A Nonsensemakers member surnamed Tai (戴) said on Facebook that the Department of Leisure and Cultural Services had made verbal demands that the troupe remove the word “national” from acting producer Luo Shu-yan’s (羅淑燕) alma mater, Taipei National University of the Arts, which is in a brochure introducing the group.
Tai said the Hong Kong government’s alleged demand was “absurd and terrible,” adding that “Hong Kong today is a totalitarian government that cannot even allow a name.”
Tai said that Hong Kong society is losing its freedoms of speech and creativity, adding that everyone must stand fast in the face of totalitarianism.
The troupe said it had tried to reason with the department on multiple occasions and even offered to change the introduction from Chinese to English.
However, the department insisted that the Chinese shorthand “Taipei University of Arts” must be used, the troupe said.

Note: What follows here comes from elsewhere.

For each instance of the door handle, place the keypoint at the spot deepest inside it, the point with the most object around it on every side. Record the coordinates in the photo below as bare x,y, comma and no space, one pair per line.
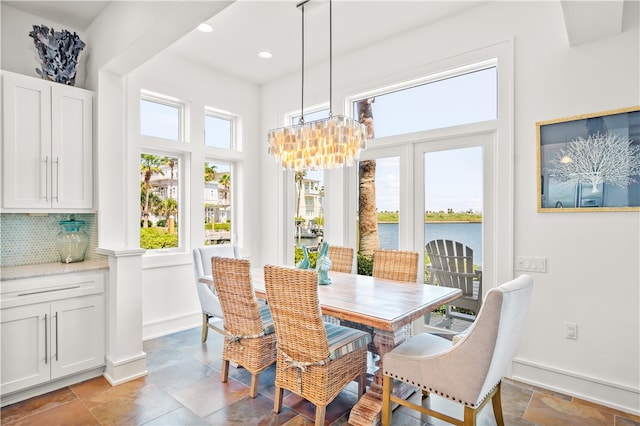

Nonsensemakers posted an article on Facebook later on Monday saying that it would rather remove the controversial wording from the introduction than print partial or edited information.
The name of one’s alma mater is a basic fact and to include it in its entirety is to respect both art and the academia, the troupe said, adding that hopefully, Hong Kong continues to enjoy the troupe’s most prized core values — freedom of speech and creativity.
The group included in the post a photograph of Luo holding her diploma from the university.
Taipei National University of the Arts president Yang Chi-wen (楊其文) told On.cc, a Hong Kong Web-based media outlet, that the department’s demand that the word “national” be removed was “incredibly stupid and without wisdom.”
Yang said he would continue to protest the politicizing of art by the department.
As of press time last night, the department had yet to respond to a request for comment.
Chinese-language Hong Kong newspaper Headline Daily found an archived use of the full name of the university in official department documents dating back to October 2003.
The department then issued a media release promoting a new rendition to the Chinese opera piece Golden House for My Beloved (金屋藏嬌) by Wu Hsing-kuo (吳興國), who the department called “Taipei National University of Arts department of drama associate professor.”
Nonsensemakers have an upcoming performance of The Third Lie in Hong Kong, a retelling of the book of the same name by Agota Kristof. It is the third in a trilogy, with The Notebook and The Proof the first and second books respectively.